Bei Enterprise waren die Drehbücher und die Handlungsstränge v. A. ab Staffel 3 richtig gut. Leider waren die männlichen irdischen Hauptrollen entweder Langweiliger oder Weicheier. Bei Galactica waren viele Drehbücher sehr merkwürdig, einen roten Faden konnte ich nie wirklich erkennen. Immer wenn ich den Eindruck hatte, dass es besser wird, kam wieder eine komische Wendung. Wirklich gut: Die Musik.
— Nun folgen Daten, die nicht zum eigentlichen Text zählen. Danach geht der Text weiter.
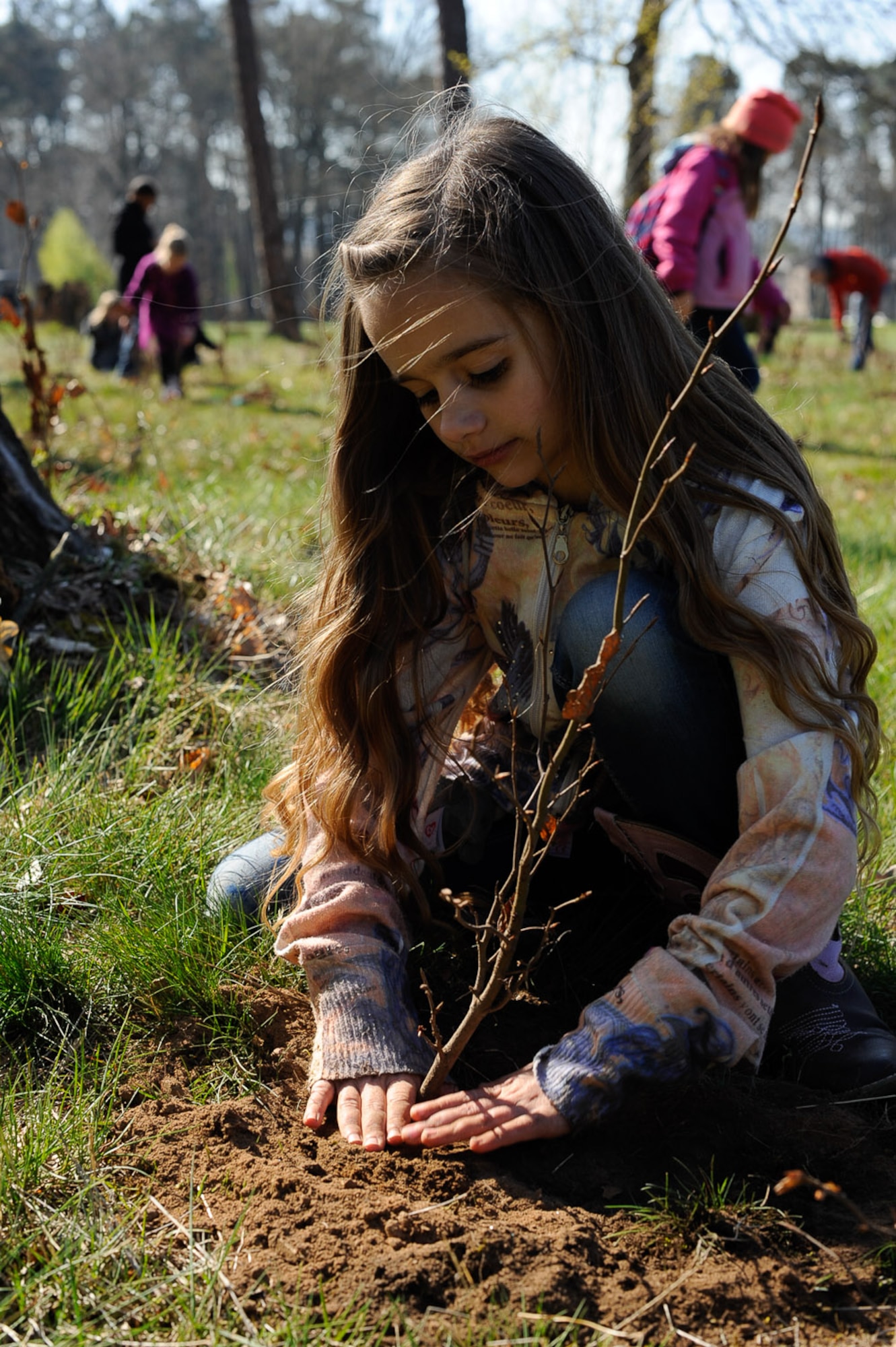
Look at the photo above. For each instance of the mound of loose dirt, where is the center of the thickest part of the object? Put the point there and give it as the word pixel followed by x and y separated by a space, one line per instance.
pixel 451 1235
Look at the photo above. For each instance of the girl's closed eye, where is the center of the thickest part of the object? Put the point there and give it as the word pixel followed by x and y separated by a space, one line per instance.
pixel 479 379
pixel 491 375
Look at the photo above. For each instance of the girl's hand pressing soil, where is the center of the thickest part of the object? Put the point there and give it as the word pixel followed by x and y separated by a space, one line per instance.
pixel 499 1115
pixel 370 1111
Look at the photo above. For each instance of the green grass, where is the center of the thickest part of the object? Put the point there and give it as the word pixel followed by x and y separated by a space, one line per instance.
pixel 106 840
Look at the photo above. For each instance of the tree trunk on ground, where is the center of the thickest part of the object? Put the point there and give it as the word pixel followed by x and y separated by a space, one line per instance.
pixel 31 523
pixel 641 69
pixel 264 200
pixel 455 59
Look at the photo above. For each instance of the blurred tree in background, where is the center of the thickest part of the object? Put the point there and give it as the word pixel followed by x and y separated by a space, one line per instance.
pixel 88 100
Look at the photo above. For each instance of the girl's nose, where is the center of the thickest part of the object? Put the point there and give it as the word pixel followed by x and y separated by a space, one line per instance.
pixel 460 416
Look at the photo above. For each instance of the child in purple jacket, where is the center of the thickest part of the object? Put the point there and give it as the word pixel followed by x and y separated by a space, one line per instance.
pixel 166 290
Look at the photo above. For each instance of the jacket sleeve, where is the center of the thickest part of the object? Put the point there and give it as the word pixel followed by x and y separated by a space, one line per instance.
pixel 349 931
pixel 677 230
pixel 773 902
pixel 139 281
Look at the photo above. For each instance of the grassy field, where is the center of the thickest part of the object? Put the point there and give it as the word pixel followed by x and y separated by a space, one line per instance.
pixel 127 777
Einer Neuverfilmung würde ich aber sicher eine Chance geben.


----------



## Bevier (18. September 2019)

Blackvoodoo schrieb:


> Schlimmer als eine neue Serie finde das die auch einen eigenen Streaming Dienst machen wollen.
> 
> Wer soll sich denn die ganzen Streaming Dienste leisten?



Monatlich wechseln und dann extrem Binge-Watching, wie sonst? Bis du mit den ganzen vorhandenen Streaming Diensten durch bist, ist ein Jahr um. Ist zwar hart, in einem Monat das ganze Jahresprogram durchzuziehen aber dann verzichtet man wenigstens auf den Müll, den man sich sonst immer mal wieder ansieht, wenn man nur 1-2 Dienste nutzt... ^^


----------



## MrHonk1978 (18. September 2019)

Bevier schrieb:


> Monatlich wechseln und dann extrem Binge-Watching, wie sonst? Bis du mit den ganzen vorhandenen Streaming Diensten durch bist, ist ein Jahr um. Ist zwar hart, in einem Monat das ganze Jahresprogram durchzuziehen aber dann verzichtet man wenigstens auf den Müll, den man sich sonst immer mal wieder ansieht, wenn man nur 1-2 Dienste nutzt... ^^



^^Das funktioniert aber auch nur unter ganz bestimmten Voraussetzungen:

a) deine sozialen Kontakte dürfen sich nur auf eine Personen konzentrieren - nämlich dich selber
b1) du bist nur noch Inhaber eines gut laufenden Geschäftes und hast für alles deine Mitarbeiter und infolgedessen viel Freizeit oder
b2) du bist Rentner/Pensionär oder in aus irgendeinem anderem Grund in der Situation nicht arbeiten zu gehen / nicht mehr arbeiten zu müssen
c) du vergisst nicht nach dem Probemonat zu kündigen, sonst folgt mindestens ein weiterer Monat zum Vollpreis

Dein Vorschlag hat aber einen gewissen Reiz, das muss ich schon eingestehen...^^


----------



## Oberst Klink (18. September 2019)

Hach, Katee Sackhoff als Starbuck


----------



## Nightslaver (18. September 2019)

Oberst Klink schrieb:


> Hach, Katee Sackhoff als Starbuck



Ja sie war gut, wobei mein persönlicher Lieblingscharakter wohl immer der Zylon John Cavil bleiben wird, ein wunderbar gespielter Charakter, vor allen im Film "Der Plan". 
Wobei Admiral William Adama auch sehr dicht dahinter liegt, auch ein vom Darsteller absolut wunderbar gespielter Charakter...


----------



## RyzA (18. September 2019)

yummycandy schrieb:


> Es wäre ein Fehler, den gleichen Plot nochmal zu drehen. Die bestehenden 2 Serien waren echt gut, jede auf ihre Art. Wobei die letztere ja eine etwas andere Story hatte, dafür aber hochqualitativ war. Und das nicht nur hinsichtlich der Effekte, die logischerweise besser waren, als die aus den 70ern.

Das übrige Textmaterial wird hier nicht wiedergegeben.